Sappiamo che non è così. Anzi, tutti siamo consapevoli che, se questo è l'obiettivo, ne siamo distanti anni luce. Perché «soprusi, violenze, negligenze, omissioni non fanno altro che aumentare la cultura dello scarto. E chi non ha tutele verrà sempre messo ai margini». Quel che serve, allora, ha detto Bergoglio riprendendo, la scorsa settimana, il tema dei diritti umani parlando ai giuristi cattolici, è un'inversione di rotta per favorire «la presa di coscienza e il senso di responsabilità. Perché anche gli ultimi, gli indifesi, i soggetti deboli hanno diritti che vanno rispettati e non calpestati». La verità è che viviamo «all'interno di un sistema economico e sociale che finge di includere le diversità ma che di fatto esclude sistematicamente chi non ha voce. I diritti dei lavoratori, dei migranti, dei malati, dei bambini non nati, delle persone in fin di vita e dei più poveri sono sempre più spesso trascurati e negati in questa cultura dello scarto. Chi non ha capacità di spendere e di consumare sembra non valere nulla. Ma negare i diritti fondamentali, negare il diritto a una vita dignitosa, a cure fisiche, psicologiche e spirituali, a un salario giusto significa negare la dignità umana. Lo stiamo vedendo: quanti braccianti sono “usati” per la raccolta dei frutti o delle verdure, e poi pagati miserabilmente e cacciati via, senza alcuna protezione sociale».

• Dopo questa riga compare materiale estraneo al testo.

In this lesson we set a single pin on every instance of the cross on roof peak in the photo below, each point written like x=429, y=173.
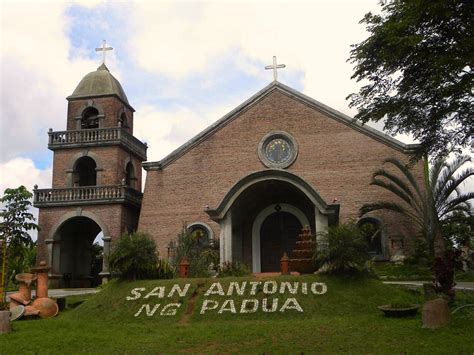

Non serve allargare le braccia e scuotere la testa e dire: “È proprio vero!”. Bisognerebbe che ciascuno si impegnasse
per cambiare questa realtà, che non è ineluttabile, non deve esserlo. Perché «riconoscere in linea di principio e garantire in concreto i diritti, tutelando i più deboli, è ciò che ci rende essere umani. Altrimenti ci lasciamo dominare dalla legge del più forte e diamo campo libero alla sopraffazione». E perché, ha insistito Francesco, «il riconoscimento dei diritti delle persone più deboli non deriva da una concessione governativa». Il Papa ha concluso citando una frase
che il cardinale Dionigi Tettamanzi ripeteva spesso, che «i diritti dei deboli non sono diritti deboli».
Rendere forti i diritti dei deboli dipende, semplicemente, da ciascuno di noi.